Граф Нортумберленд, предводитель значительной части английских католиков, зарекомендовал себя перед Грэшемом с самой положительной стороны как непримиримый противник Сесила. Он никогда не упускал возможности обильно полить грязью это хилое создание. В результате действий Нортумберленда обнаружилось, что английские католики имеют склонность оказывать поддержку проигравшей стороне. Что касается Перси, Грэшем запомнил этого нахального коротышку, кичащегося своим родством с Нортумберлендом, которое, впрочем, у многих вызывает большие сомнения. Тем не менее, по каким-то неведомым причинам, граф назначил его констеблем замка Олнвик, представляющего собой груду мокрых камней, нагроможденных на суровом нортумберлендском побережье.
— Сесил об этом знает?
— Вряд ли. А если и знает, то не от меня, — ответила Молл в некотором замешательстве. — Нас с Сесилом больше ничего не связывает.
— В чем дело, Молл? — спросил с улыбкой Грэшем. — Чем ты не угодила милорду?
Молл нахмурилась, о чем-то вспоминая, а потом ее лицо расплылось в широкой улыбке.
— Знаешь, это была замечательная песенка, и в «Лебеде» все пришли от нее в полный восторг. Она мне сразу понравилась, и я купила ее тут же, на улице, а через три часа спела в первый раз.
Молл сунула Грэшему листок с неряшливо напечатанным текстом баллады, которую он принялся читать со все возрастающим интересом. Настроение Генри улучшалось на глазах.
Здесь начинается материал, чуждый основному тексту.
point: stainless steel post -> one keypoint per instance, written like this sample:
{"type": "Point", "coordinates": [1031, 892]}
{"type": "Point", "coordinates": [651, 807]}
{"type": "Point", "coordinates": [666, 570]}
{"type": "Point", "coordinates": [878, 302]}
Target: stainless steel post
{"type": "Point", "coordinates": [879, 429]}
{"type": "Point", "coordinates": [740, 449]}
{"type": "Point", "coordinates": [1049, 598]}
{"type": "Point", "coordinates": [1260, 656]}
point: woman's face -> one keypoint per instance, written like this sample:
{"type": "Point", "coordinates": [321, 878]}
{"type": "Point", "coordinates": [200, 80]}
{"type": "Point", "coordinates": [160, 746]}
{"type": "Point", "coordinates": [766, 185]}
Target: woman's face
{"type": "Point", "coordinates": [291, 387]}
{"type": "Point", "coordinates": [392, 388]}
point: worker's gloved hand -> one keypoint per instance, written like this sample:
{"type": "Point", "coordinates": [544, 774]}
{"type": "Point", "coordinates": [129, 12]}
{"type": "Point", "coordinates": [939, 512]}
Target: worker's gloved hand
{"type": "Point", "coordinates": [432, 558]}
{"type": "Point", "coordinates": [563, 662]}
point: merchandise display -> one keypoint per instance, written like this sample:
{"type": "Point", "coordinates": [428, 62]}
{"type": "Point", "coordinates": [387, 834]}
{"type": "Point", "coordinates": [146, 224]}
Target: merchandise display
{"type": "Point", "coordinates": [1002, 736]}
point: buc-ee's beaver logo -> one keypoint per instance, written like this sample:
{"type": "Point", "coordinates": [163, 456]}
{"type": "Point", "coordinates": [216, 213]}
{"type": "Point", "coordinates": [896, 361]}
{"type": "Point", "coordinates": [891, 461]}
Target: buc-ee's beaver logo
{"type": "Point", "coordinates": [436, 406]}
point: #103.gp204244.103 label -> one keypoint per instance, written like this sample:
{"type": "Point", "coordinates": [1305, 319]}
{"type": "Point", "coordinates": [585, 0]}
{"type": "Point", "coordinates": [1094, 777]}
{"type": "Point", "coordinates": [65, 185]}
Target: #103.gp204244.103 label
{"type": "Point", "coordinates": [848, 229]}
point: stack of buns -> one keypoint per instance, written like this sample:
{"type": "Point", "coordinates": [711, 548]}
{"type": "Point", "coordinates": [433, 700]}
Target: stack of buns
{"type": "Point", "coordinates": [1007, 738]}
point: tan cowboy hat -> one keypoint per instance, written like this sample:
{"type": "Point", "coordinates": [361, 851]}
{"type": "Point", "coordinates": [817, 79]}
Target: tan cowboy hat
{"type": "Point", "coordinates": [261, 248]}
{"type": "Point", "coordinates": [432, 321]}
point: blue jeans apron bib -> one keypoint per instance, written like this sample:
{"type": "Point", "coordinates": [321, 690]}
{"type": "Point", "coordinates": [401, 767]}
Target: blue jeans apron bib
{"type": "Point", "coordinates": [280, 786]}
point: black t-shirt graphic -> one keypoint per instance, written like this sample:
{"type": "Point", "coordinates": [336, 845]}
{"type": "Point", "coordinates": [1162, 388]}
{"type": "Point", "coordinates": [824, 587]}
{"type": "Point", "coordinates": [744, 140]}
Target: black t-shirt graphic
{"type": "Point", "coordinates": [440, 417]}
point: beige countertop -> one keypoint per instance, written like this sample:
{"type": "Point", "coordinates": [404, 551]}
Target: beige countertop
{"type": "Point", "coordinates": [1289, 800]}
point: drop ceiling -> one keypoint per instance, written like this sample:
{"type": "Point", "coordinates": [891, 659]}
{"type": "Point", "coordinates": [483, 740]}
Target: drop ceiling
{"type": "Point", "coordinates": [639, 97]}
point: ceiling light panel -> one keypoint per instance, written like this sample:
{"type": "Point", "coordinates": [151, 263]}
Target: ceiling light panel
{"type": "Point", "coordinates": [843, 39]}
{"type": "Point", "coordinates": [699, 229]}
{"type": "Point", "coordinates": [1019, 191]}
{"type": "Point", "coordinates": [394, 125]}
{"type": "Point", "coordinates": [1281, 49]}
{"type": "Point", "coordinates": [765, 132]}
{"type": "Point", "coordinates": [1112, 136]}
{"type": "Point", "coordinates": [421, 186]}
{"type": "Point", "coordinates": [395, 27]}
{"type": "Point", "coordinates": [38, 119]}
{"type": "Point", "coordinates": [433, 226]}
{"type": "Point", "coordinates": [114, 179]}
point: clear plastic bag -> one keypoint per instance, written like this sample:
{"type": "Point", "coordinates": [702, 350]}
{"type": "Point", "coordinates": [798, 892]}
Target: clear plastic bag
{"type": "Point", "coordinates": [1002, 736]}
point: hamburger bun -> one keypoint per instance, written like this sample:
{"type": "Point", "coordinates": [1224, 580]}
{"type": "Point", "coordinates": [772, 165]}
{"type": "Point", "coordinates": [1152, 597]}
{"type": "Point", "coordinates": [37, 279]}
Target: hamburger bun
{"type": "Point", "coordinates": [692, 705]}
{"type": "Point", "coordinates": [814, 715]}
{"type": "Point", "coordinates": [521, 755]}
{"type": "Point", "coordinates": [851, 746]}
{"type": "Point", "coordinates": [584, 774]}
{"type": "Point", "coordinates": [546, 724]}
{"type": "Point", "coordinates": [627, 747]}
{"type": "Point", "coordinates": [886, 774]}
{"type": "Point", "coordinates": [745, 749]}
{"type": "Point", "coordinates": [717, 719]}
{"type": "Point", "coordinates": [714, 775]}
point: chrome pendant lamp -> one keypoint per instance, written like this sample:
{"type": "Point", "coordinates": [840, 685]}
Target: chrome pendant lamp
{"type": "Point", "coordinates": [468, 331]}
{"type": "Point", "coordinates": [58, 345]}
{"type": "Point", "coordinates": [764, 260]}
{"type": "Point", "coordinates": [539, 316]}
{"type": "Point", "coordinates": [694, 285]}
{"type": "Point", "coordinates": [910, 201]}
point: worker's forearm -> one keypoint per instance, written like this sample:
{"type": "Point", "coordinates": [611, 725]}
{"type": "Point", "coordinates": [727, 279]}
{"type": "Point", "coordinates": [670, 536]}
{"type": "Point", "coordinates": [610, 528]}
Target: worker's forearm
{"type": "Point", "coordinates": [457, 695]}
— Знаешь, когда речь идет о Сесиле, я готов поверить чему угодно, но не до такой же степени. — Он изо всех сил старался сохранить серьезное выражение лица. — Нет, ну подумай сама, как можно вытворять такие штуки с трехногой козой и подсвечником? Подобные фокусы никому не под силу!
— Видишь ли, мы, поэты, отпускаем свою фантазию в свободный полет и даем ей полную волю. Эй, эта бумажка стоит денег! — возмутилась Молл, заметив, что Грэшем запихивает листок в карман.
— Включи его в мой счет, — добродушно откликнулся Генри.
— У меня есть еще кое-что, — сказала Молл. — Ведь Уилл Шедуэлл — твой человек?
— Мне думается, на данный момент у него нет хозяина. Разве что он теперь служит на посылках у дьявола. — Слова Молл заинтриговали Грэшема. — Так что ты знаешь о Шедуэлле?
— Сегодня я узнала о его смерти, а неделей раньше он ужинал здесь, в комнате Норфолка. — Отдельные кабинеты в заведении назывались в честь английских графств. Во всяком случае, так утверждала Молл, но Грэшем считал, что они получили свои названия в память о знатных посетителях, весело проводивших здесь время в обществе девиц легкого поведения. — Он ужинал вместе с Томасом Перси.
— У Томаса Перси были на шее четки? — поинтересовался Генри, сохраняя непроницаемое выражение лица.
— Возможно, Шедуэлл направлялся к тебе с какими-то новостями?
— Именно об этом я и подумал, — ответил Грэшем.
— В тот вечер Перси напился в стельку, а Уилл только притворялся пьяным, но на самом деле был трезв как стеклышко. Клянусь, он что-то задумал. Шедуэлл никогда не откажется от выпивки, если только он не занят каким-нибудь важным делом. А известно ли тебе, что он, помимо всего прочего, был сентиментальным старым дураком?